De Associatieraad besluit via schriftelijke procedure de partnerschapsprioriteiten EU-Jordanië, die zijn gehecht aan Besluit nr. 1/2016 van 19 december 2016, te verlengen totdat de EU en Jordanië geactualiseerde gezamenlijke documenten hebben vastgesteld.

Artikel 2

Dit besluit treedt in werking op de datum waarop het wordt vastgesteld.

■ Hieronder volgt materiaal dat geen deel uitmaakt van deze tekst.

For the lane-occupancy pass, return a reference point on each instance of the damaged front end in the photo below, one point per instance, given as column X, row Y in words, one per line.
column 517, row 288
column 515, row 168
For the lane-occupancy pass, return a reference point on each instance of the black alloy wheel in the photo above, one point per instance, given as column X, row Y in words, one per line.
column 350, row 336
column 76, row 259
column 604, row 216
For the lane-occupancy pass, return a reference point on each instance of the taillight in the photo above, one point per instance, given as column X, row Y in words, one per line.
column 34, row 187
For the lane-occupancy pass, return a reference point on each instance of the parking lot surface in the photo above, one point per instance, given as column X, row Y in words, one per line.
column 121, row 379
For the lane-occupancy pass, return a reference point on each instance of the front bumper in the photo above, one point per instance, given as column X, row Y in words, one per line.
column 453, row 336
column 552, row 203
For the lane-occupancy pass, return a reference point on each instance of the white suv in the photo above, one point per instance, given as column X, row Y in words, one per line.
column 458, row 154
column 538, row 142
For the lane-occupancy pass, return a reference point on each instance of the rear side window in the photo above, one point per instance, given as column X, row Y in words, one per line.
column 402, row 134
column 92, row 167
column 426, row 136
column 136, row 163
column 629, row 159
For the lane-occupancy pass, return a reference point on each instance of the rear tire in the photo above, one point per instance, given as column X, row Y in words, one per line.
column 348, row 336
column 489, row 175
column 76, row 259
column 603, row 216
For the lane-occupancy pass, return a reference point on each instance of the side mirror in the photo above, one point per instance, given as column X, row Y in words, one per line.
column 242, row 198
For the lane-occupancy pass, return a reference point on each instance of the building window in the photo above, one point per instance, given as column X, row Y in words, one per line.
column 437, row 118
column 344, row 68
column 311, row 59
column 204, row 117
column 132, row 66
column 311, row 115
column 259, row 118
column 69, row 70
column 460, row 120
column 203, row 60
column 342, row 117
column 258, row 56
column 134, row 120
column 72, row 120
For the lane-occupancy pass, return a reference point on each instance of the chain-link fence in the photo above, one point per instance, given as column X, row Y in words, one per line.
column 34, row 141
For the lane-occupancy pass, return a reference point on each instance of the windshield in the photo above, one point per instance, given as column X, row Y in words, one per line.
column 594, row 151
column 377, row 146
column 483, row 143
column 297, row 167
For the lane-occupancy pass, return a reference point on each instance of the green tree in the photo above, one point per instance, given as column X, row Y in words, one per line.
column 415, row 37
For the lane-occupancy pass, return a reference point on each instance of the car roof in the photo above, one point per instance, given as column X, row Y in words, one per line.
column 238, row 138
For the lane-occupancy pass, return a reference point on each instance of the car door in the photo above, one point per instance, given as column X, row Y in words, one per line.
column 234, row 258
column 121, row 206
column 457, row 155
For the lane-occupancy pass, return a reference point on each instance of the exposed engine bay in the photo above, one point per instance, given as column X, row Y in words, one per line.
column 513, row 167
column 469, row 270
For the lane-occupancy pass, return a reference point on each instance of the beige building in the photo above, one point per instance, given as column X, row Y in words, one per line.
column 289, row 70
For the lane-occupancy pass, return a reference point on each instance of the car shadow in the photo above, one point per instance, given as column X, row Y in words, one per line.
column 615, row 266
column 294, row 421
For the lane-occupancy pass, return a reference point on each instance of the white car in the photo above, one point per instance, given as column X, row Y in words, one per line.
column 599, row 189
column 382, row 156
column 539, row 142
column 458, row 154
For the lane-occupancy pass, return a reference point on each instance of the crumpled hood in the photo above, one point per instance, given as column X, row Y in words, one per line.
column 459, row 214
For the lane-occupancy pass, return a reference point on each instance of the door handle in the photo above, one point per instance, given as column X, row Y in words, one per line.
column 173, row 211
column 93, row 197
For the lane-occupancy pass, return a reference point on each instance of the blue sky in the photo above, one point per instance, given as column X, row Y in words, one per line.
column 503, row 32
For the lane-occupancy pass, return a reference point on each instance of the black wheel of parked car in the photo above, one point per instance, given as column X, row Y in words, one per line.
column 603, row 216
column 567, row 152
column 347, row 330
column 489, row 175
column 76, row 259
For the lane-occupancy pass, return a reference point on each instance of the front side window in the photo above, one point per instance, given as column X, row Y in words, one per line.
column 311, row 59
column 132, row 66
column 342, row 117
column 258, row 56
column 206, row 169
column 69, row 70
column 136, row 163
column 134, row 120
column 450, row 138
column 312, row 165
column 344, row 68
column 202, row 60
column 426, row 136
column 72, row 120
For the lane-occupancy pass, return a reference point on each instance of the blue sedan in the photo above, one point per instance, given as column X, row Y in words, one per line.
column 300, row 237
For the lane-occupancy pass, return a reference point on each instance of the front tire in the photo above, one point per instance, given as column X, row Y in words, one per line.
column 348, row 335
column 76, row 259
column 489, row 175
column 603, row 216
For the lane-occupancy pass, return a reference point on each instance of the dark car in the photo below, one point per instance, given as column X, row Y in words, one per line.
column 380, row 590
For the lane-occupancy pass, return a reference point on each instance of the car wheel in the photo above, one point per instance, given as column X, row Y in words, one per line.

Gedaan te xx, op [dag maand jaar].

   Voor de Associatieraad

(1)    Besluit nr. 1/2016 van de Associatieraad EU-Jordanië van 19 december 2016 waarbij overeenstemming wordt bereikt over de partnerschapsprioriteiten EU-Jordanië (PB L 355 van 24.12.2016, blz. 31).
(2)    Besluit nr. 1/2018 van de Associatieraad EU-Jordanië van 12 december 2018 tot goedkeuring van de verlenging met twee jaar van de partnerschapsprioriteiten EU-Jordanië (PB L 8 van 10.1.2019, blz. 34).